Fictional character from Marvel Comics

Nomad is the name of several fictional characters appearing in American comic books published by Marvel Comics. The Nomad name and costume were created by writer Steve Englehart and artist Sal Buscema as an alternate identity for the original Captain America, Steve Rogers, in Captain America #180 (December 1974).

The identity was revived by writer J. M. DeMatteis for a minor character named Edward Ferbel in Captain America #261–263 (September–November 1981). The same writer later gave the title to its best known claimant Jack Monroe in Captain America #282 (June 1983). Other claimants of the code name are Rikki Barnes and Steve Rogers's adopted son Ian Rogers.

==Fictional character biography==
===Steve Rogers===

Cover to Captain America #180, the first appearance of Steve Rogers as the original Nomad. Art by Gil Kane.

The original Nomad is an alternate identity that Steve Rogers adopts after he abandons the Captain America costume and title.

In Captain America #180 (December 1974) Rogers becomes disillusioned with the United States government, when he discovers that a high ranking government official (heavily hinted to be the then President of the United States Richard Nixon) is the leader of the terrorist organization known as the Secret Empire.

Rogers decides to abandon his Captain America identity, feeling that he cannot continue to serve America after this latest discovery has shattered his faith in the nation's status. A confrontation with Hawkeye (disguised as the Golden Archer) forces Rogers to realize that he cannot abandon a life of heroism, and he subsequently takes on the name "Nomad" (as it means "man without a country") adopting a new dark blue and yellow uniform with no patriotic markings on it at all.

This identity is short-lived, with Rogers maintaining it for a mere four issues of the comic to varying degrees of success; he even trips over his own cape at one point. At the conclusion of Captain America #184 (April 1975) Rogers returns to the role of Captain America when he realizes that he could champion America's ideals without blindly supporting its government.

===Edward Ferbel===
Introduced in Captain America #261 (September 1981), the second Nomad was Edward Ferbel, a short-lived character who is given the Nomad costume and equipment by the Red Skull in an effort to discredit Captain America.

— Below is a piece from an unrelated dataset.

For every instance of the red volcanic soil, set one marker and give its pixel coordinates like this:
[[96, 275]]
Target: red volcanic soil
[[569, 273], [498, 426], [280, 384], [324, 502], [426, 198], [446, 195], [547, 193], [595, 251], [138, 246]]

He is killed by an agent of the Skull, the Ameridroid, in Captain America #263 (November 1981).

===Jack Monroe===

The third and best known Nomad is Jack Monroe, who was formerly known as the third Bucky. He was created by writer Steve Englehart and artist Sal Buscema in Captain America #153 (September 1972) to explain Bucky's appearances in the 1953-1955 Captain America run. During the "Captain America No More" story arc, when Rogers was forced to abandon his identity as Captain America by a US Government committee, Monroe offered to let Rogers become Nomad again, but Rogers declined and took a new identity, The Captain, for the interim.

===Rikki Barnes===

After the events of the Onslaught Reborn mini-series, a version of Rikki Barnes, the female Bucky established in the Heroes Reborn Captain America series, now resides in the mainstream Marvel Universe, and has befriended the Young Avenger known as Patriot in the hopes of contacting the new Captain America (the original Bucky, now free of his Winter Soldier programming). In September 2009, Rikki Barnes took on the identity of Nomad in the mini-series, Nomad: Girl Without A World, by Sean McKeever and David Baldeon.

===Ian Rogers===
While trapped in the mysterious Dimension Z, Captain America rescues Leopold, the infant son of Arnim Zola. Raising the child under the name "Ian", he manages to evade Zola's forces for eleven years, until Ian is accidentally shot and apparently killed by Sharon Carter. After Captain America escapes Dimension Z, Ian is revealed to have survived and taken up a costume and shield similar to that of his adoptive father. Now calling himself Nomad, Ian acts as the defender of Dimension Z.

During the AXIS storyline, Nomad assists Steve Rogers and Spider-Man in rescuing Loki in Las Vegas.